Quand Michel Bettane fait le point sur les primeurs 2018 de la rive gauche, on écoute attentivement. Il a dégusté 300 échantillons, dont certains à plusieurs reprises.
Son 40e millésime
« 2018 est mon 40e millésime. J’ai dégusté pour la première fois les primeurs en 1978. À l’époque, la moyenne de degré alcoolique des cabernets sauvignons était de 9,2 degrés. Les merlots étaient à 10,5 degrés. On chaptalisait d’au moins deux degrés. En 2018, la moyenne des cabernets sauvignons est de 13,5 à 14 degrés et 14,5 à 15 degrés pour les merlots. Mais avec des pH de 3,50 – 3,55 – 3,60, équivalents à ceux de 1978. C’est de la folie.
Mildiou et black rot
Il est tombé beaucoup d’eau en hiver et au printemps et le retour du beau temps a permis une floraison parfaite et une très grosse sortie de raisins.
À cause des pluies printanières, la pression du mildiou a été constante. Les vignerons ont dû aussi faire face à l’apparition de black rot (ou pourriture noire) dû aux fortes chaleurs de juillet. Chez les vignerons en bio, c’est surtout le black rot qui explique la destruction à partir du 23 juillet d’une grande partie de la récolte. Certains vignerons ont pu récolter un volume raisonnable, aux alentours de 40-45 hl/ha (on est bien loin du record des années 1982-83 avec 80 hl/ha). L’état sanitaire final était très sain, avec une maturation finale lente et très équilibrée des cabernets, spécialement des francs. Les jus étaient très concentrés en raison de la petite taille des grains, qu’il fallait savoir vinifier sans extraction exagérée. Ce fut donc une réussite générale, avec un peu moins de degré alcoolique à Margaux et des records dans le secteur de Pauillac et Saint-Estèphe. Très belle maturité des raisins blancs pour les médocs blancs.
Raisins mûrs et fraîcheur
La caractéristique du millésime est la saveur de raisins très mûrs, associée à une finale de bouche fraîche étonnante que certains ont attribué à tort à un manque de maturité finale du raisin. Hypothèse sans fondement quand on a vu la maturité des raisins vendangés.
2018, très grand, très original, un équilibre jamais connu avant
C’est un grand millésime original à la mesure du changement climatique que nous vivons et qui rend optimiste pour un avenir proche si le réchauffement ne s’accentue pas. On n’a jamais connu un tel équilibre des vins dans le Bordelais.
Ce sont les tannins les plus fins et les plus complexes dont je me souvienne pour chacun de ces châteaux ; avec un toucher de bouche et une texture inédits, que je qualifierais de crémeux.

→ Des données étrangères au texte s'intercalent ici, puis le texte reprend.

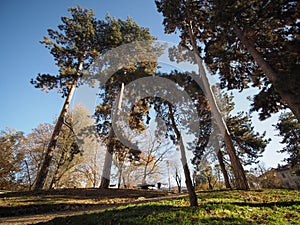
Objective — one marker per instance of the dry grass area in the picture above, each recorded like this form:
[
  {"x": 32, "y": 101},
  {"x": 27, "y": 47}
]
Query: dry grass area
[{"x": 32, "y": 202}]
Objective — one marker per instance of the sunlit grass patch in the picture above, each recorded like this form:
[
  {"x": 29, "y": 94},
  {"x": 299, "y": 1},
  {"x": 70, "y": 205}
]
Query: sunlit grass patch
[{"x": 216, "y": 207}]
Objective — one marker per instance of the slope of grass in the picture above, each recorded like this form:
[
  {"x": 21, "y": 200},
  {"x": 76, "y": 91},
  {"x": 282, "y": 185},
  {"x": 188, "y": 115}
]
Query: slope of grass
[{"x": 215, "y": 207}]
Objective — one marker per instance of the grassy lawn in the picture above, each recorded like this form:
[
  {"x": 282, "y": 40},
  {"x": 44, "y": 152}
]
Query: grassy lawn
[{"x": 215, "y": 207}]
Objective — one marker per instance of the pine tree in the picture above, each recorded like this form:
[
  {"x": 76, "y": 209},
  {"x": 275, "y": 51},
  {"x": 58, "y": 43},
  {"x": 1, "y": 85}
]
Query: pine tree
[{"x": 289, "y": 129}]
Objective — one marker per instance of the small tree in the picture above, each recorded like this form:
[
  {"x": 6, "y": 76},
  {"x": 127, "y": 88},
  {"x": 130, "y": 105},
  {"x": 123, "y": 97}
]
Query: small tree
[{"x": 11, "y": 158}]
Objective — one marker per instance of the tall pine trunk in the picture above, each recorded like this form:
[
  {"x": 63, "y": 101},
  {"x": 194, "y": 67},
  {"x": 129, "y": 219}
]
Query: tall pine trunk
[
  {"x": 223, "y": 169},
  {"x": 44, "y": 168},
  {"x": 188, "y": 180},
  {"x": 237, "y": 167},
  {"x": 288, "y": 95},
  {"x": 105, "y": 179}
]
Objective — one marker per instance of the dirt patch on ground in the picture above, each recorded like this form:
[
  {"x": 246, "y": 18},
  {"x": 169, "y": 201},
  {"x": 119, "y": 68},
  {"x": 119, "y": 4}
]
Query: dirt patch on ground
[{"x": 32, "y": 207}]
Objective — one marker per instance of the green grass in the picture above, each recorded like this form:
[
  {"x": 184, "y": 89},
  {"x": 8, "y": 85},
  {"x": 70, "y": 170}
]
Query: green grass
[{"x": 215, "y": 207}]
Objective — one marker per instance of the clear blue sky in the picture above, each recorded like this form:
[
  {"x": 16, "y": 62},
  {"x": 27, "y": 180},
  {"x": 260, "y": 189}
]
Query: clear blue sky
[{"x": 24, "y": 23}]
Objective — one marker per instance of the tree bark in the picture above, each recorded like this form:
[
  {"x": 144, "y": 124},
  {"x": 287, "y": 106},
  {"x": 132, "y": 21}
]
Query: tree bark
[
  {"x": 44, "y": 169},
  {"x": 105, "y": 180},
  {"x": 291, "y": 100},
  {"x": 237, "y": 167},
  {"x": 188, "y": 180},
  {"x": 223, "y": 169}
]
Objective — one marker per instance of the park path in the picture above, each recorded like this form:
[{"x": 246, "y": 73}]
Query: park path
[{"x": 34, "y": 219}]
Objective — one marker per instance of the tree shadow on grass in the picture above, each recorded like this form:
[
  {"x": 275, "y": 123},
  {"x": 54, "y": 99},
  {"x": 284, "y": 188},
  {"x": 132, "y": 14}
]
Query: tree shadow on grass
[{"x": 148, "y": 214}]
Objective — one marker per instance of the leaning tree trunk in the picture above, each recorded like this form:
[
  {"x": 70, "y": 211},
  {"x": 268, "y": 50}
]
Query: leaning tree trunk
[
  {"x": 291, "y": 94},
  {"x": 44, "y": 168},
  {"x": 238, "y": 170},
  {"x": 188, "y": 180},
  {"x": 223, "y": 169}
]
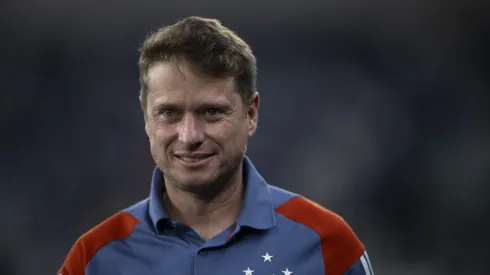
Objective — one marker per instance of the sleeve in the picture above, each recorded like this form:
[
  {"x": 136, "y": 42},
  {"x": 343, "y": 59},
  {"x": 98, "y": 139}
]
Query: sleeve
[
  {"x": 74, "y": 263},
  {"x": 361, "y": 267}
]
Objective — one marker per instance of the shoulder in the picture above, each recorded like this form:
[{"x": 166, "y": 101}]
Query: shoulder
[
  {"x": 116, "y": 227},
  {"x": 340, "y": 246}
]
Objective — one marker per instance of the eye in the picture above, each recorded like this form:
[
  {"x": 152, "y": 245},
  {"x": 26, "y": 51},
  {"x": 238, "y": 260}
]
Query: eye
[
  {"x": 168, "y": 113},
  {"x": 212, "y": 112}
]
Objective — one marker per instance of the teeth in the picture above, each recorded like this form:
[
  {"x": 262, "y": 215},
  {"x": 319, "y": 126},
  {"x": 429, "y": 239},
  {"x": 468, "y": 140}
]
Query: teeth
[{"x": 188, "y": 159}]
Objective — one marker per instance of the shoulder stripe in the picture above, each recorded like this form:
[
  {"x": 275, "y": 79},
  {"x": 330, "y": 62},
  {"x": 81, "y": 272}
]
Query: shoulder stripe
[
  {"x": 340, "y": 246},
  {"x": 117, "y": 227}
]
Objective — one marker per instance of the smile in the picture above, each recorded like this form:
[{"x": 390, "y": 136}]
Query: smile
[{"x": 194, "y": 161}]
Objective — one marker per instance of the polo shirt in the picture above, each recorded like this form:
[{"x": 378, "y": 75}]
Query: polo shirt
[{"x": 277, "y": 232}]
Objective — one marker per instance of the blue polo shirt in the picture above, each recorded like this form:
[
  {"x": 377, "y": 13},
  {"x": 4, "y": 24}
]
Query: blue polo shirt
[{"x": 277, "y": 232}]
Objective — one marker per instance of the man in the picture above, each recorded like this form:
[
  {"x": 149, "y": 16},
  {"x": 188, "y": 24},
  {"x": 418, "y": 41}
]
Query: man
[{"x": 209, "y": 210}]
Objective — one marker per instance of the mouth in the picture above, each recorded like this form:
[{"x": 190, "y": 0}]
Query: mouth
[{"x": 194, "y": 160}]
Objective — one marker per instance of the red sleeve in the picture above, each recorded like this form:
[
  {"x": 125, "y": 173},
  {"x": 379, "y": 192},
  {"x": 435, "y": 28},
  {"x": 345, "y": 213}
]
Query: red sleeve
[
  {"x": 340, "y": 246},
  {"x": 118, "y": 226}
]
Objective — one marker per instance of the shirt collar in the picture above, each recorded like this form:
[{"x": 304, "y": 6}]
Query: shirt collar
[{"x": 257, "y": 209}]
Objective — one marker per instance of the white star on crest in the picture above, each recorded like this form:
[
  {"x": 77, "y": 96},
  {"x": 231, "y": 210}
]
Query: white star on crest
[
  {"x": 248, "y": 271},
  {"x": 267, "y": 257}
]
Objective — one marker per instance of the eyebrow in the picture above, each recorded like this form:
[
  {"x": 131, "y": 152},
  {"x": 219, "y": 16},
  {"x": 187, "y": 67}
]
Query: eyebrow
[{"x": 221, "y": 104}]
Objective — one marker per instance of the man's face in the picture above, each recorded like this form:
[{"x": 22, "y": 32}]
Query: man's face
[{"x": 198, "y": 126}]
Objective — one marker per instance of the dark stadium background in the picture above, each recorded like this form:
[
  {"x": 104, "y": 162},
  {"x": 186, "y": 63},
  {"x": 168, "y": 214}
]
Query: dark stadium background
[{"x": 376, "y": 109}]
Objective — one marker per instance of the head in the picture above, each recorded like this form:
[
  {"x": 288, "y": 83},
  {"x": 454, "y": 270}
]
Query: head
[{"x": 199, "y": 102}]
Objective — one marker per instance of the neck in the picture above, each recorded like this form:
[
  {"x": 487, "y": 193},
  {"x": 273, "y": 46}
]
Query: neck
[{"x": 207, "y": 214}]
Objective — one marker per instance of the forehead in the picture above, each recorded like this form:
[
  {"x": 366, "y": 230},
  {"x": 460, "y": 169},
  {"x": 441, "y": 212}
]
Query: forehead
[{"x": 174, "y": 82}]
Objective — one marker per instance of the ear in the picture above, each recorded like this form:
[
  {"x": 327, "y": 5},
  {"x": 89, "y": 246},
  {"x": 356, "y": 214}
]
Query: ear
[
  {"x": 253, "y": 113},
  {"x": 143, "y": 108}
]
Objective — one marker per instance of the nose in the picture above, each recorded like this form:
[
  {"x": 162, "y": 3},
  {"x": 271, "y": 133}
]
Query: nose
[{"x": 190, "y": 130}]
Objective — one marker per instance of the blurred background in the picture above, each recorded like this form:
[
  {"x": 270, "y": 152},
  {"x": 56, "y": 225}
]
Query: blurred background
[{"x": 377, "y": 110}]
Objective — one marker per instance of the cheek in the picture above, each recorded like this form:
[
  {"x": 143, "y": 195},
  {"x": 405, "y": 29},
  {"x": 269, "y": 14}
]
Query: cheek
[{"x": 159, "y": 136}]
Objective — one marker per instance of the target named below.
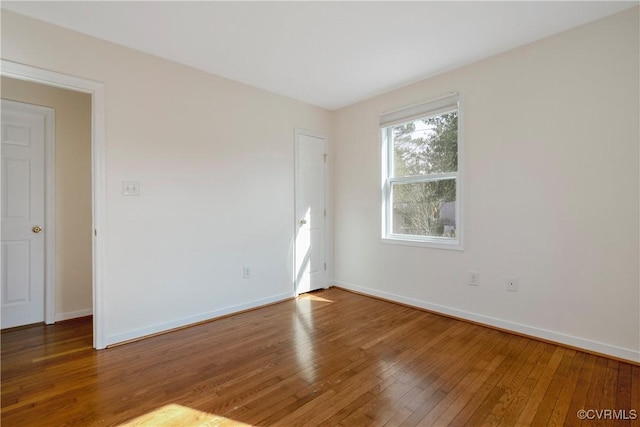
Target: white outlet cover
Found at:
(474, 278)
(130, 188)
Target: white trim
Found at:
(446, 103)
(73, 314)
(297, 133)
(190, 320)
(96, 89)
(532, 331)
(433, 107)
(49, 225)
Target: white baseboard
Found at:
(557, 337)
(167, 326)
(59, 317)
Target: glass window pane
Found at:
(424, 208)
(426, 146)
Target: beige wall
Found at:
(73, 276)
(215, 161)
(551, 184)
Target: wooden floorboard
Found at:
(330, 358)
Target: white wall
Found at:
(73, 272)
(551, 151)
(215, 162)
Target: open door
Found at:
(310, 263)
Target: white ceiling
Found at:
(330, 54)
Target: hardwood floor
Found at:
(331, 358)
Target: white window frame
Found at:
(441, 105)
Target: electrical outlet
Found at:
(474, 278)
(130, 188)
(246, 271)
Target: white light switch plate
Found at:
(130, 188)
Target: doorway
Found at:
(98, 192)
(27, 226)
(310, 212)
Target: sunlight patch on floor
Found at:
(173, 415)
(313, 298)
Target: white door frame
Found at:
(297, 133)
(96, 90)
(49, 202)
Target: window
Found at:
(421, 178)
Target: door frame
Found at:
(297, 133)
(49, 200)
(98, 172)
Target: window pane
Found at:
(424, 208)
(426, 146)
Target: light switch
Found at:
(130, 188)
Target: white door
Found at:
(23, 214)
(310, 213)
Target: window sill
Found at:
(435, 243)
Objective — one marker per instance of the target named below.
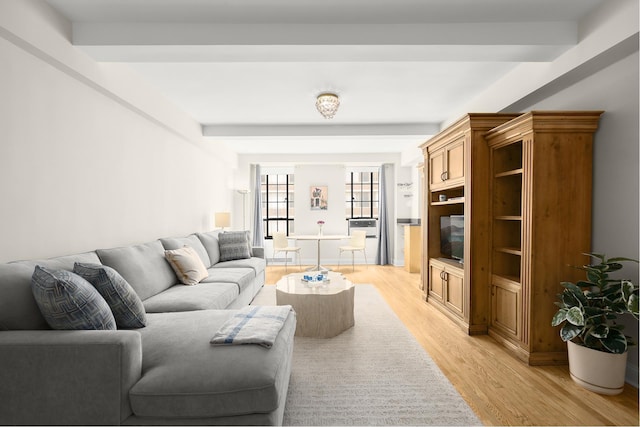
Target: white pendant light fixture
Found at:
(327, 104)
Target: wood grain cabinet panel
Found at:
(456, 163)
(540, 193)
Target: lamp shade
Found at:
(223, 219)
(327, 104)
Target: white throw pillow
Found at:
(187, 265)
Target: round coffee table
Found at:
(323, 310)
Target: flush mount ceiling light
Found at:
(327, 104)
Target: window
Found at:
(277, 203)
(361, 194)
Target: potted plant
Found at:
(588, 311)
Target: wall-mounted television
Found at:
(452, 236)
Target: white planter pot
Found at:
(596, 370)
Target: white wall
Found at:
(89, 156)
(616, 179)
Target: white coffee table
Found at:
(322, 310)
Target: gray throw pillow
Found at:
(233, 245)
(67, 301)
(125, 304)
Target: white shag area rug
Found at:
(375, 373)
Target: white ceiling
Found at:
(249, 70)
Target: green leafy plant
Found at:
(588, 309)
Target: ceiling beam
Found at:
(248, 130)
(198, 42)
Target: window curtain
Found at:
(383, 257)
(256, 224)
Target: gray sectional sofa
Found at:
(166, 373)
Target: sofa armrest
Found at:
(258, 251)
(68, 377)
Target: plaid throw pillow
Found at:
(233, 245)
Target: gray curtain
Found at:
(256, 224)
(383, 257)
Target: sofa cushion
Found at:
(257, 264)
(233, 245)
(242, 277)
(192, 241)
(208, 381)
(210, 242)
(125, 304)
(67, 301)
(143, 266)
(187, 265)
(187, 298)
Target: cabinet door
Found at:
(454, 292)
(436, 168)
(436, 281)
(506, 308)
(454, 166)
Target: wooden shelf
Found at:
(456, 201)
(505, 280)
(532, 201)
(509, 173)
(508, 218)
(512, 251)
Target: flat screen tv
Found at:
(452, 236)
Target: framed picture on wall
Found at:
(319, 196)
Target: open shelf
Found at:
(455, 201)
(512, 251)
(509, 173)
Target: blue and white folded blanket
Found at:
(253, 325)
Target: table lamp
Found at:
(223, 219)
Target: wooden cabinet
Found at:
(446, 284)
(457, 183)
(540, 193)
(412, 248)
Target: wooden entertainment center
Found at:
(523, 184)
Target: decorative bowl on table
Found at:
(313, 280)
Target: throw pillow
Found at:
(233, 245)
(125, 304)
(67, 301)
(187, 265)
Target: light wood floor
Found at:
(499, 388)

La qualité de texture des plus grands cabernets californiens associée à la pureté et la finesse de fins de bouche des terroirs médocains. »
Photo : Michel Bettane devant les complications de la gastronomie d’urgence.
Ses préférés de la rive gauche
> Château Beychevelle
> Château Gruaud-Larose
> Château Léoville-Las Cazes
> Château Calon-Ségur
> Château Lafite
> Château Haut-Brion
Son préféré en sauternes
> Château Gilette : 20 hl/ha, ils ont vendangé tard (après le 12 octobre), ce sont les seuls à avoir le grain d’un très grand vin.